10 Temmuz 2010 Cumartesi

Bir hikâye ile akıp giderken hayat...

Yağmur nedeniyle o kadar mutluyum ki başka hiçbir şey düşünemiyorum.

Masamın üstünde duran telefonun kırmızı ışığı art arda yanıp sönmeye başladı. Bu, bana yeni bir faks geldiğine işaretti, yani okunması ve en acilinden cevaplanması gereken yeni bir ruhsuz kelimeler silsilesi sinir bozucu bir sesle kağıda dökülüyordu. Telefondan tarafa bakmak istemedim, çünkü sanki o tarafa bakmazsam ve o sevimsiz kağıdı görmezsem, cevaplamak için kendimi zorlamam gerekmeyecekti.

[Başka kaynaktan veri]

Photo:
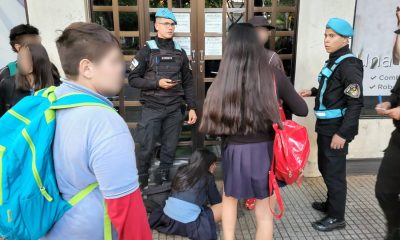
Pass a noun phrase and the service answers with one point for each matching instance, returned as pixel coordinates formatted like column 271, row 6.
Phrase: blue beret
column 340, row 26
column 165, row 13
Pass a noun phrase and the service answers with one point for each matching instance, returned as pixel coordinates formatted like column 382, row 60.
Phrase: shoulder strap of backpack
column 12, row 67
column 76, row 99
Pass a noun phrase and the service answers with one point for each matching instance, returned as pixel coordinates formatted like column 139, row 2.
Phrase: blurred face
column 105, row 75
column 165, row 28
column 213, row 168
column 334, row 41
column 263, row 34
column 24, row 61
column 27, row 39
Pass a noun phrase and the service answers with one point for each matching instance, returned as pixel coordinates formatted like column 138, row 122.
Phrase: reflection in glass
column 104, row 19
column 235, row 3
column 158, row 3
column 233, row 18
column 213, row 4
column 287, row 65
column 152, row 22
column 127, row 2
column 181, row 3
column 129, row 45
column 102, row 2
column 285, row 21
column 211, row 68
column 262, row 3
column 267, row 15
column 128, row 21
column 284, row 45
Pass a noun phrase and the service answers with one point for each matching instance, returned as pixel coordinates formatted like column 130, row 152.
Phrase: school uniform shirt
column 91, row 144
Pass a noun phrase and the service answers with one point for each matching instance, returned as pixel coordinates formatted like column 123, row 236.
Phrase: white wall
column 311, row 55
column 52, row 16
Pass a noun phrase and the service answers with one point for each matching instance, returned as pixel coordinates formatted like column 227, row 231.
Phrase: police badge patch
column 353, row 90
column 134, row 64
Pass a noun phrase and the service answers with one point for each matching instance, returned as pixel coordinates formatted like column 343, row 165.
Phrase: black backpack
column 154, row 196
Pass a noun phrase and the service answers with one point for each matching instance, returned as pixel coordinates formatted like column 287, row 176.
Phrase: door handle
column 201, row 56
column 193, row 56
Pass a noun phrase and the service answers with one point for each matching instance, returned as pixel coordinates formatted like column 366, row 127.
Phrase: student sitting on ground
column 186, row 212
column 34, row 73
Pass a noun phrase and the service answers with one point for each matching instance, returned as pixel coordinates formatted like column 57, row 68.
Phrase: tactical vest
column 322, row 112
column 165, row 64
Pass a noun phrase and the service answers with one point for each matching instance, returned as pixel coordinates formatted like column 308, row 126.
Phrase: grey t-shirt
column 91, row 144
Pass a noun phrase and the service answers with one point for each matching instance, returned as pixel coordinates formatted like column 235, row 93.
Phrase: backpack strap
column 81, row 195
column 12, row 68
column 76, row 99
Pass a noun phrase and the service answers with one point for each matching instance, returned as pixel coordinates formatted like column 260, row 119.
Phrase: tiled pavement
column 364, row 218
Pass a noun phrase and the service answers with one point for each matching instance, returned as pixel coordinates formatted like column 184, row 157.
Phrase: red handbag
column 290, row 154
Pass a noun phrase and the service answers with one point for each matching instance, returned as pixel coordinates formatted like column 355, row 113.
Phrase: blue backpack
column 30, row 201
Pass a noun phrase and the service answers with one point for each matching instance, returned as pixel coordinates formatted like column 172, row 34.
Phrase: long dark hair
column 41, row 69
column 241, row 100
column 197, row 169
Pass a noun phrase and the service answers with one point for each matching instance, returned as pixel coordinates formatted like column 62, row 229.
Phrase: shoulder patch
column 353, row 90
column 134, row 64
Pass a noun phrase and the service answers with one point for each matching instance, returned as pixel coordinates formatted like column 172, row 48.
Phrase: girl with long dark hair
column 241, row 105
column 187, row 212
column 35, row 72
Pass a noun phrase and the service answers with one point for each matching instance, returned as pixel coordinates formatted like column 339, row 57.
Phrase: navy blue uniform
column 342, row 100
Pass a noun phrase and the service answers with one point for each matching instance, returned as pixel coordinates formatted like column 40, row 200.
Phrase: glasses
column 168, row 24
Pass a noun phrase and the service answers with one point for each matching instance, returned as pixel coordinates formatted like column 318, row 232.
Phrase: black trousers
column 162, row 125
column 387, row 189
column 332, row 165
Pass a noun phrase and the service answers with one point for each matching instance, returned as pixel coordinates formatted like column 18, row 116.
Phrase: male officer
column 338, row 106
column 263, row 29
column 161, row 70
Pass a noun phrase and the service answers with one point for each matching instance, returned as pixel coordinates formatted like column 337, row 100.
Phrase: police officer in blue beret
column 161, row 70
column 338, row 104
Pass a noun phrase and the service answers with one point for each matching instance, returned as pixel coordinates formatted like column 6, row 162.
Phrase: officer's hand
column 192, row 117
column 166, row 83
column 393, row 113
column 382, row 108
column 305, row 93
column 337, row 142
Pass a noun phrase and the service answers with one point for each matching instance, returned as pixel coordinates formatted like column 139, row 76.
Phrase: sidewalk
column 364, row 217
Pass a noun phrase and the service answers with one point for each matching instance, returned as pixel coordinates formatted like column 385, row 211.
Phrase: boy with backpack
column 92, row 181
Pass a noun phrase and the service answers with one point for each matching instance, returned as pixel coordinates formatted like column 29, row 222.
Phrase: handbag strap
column 281, row 112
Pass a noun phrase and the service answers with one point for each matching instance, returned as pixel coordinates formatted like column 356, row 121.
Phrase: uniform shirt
column 349, row 72
column 395, row 100
column 91, row 144
column 140, row 67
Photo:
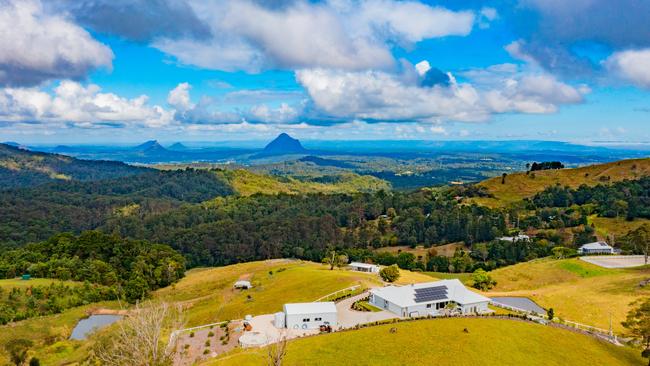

Yağmur yağarken evde, kendimi istemediğim işlerle boğuşurken bulmak ne acı! O anda faks üstüne faks evime yığılmıyor olsaydı ve posta kutumda onlarca elektronik posta beni beklemiyor olsaydı, dışarıdaki sağanak yağmurun tadını çıkarıyor olabilirdim. Ne yazık ki, dışarıdaki sağanakta eğlenmek yerine, evdeki sağanakla uğraşmak zorundaydım. Yağmur yağarken kendimi kabuğuma sığmaz bulurum nedense. Normalde asla yapmayı düşünmediğim şeyleri yağmur yağarken yapasım gelir. Böyle bir günde tek yapabildiğim maalesef dışarıdaki mucizenin akıp gitmesini izlerken gerçeklerle yüzleşmekti. Çaresizce bilgisayarımın başına oturup posta kutuma baktım. “İyi günler” le başlayıp, arası soğuk ve zorlama onlarca kelimeyle dolu, “lütfen cevap veriniz” le biten postaları, gönderenlerininkiyle aynı samimiyetsizlik ve bıkkınlıkla cevaplamaya koyuldum.

Yağmur yağarken güzel bir şeyler yemek ister insan.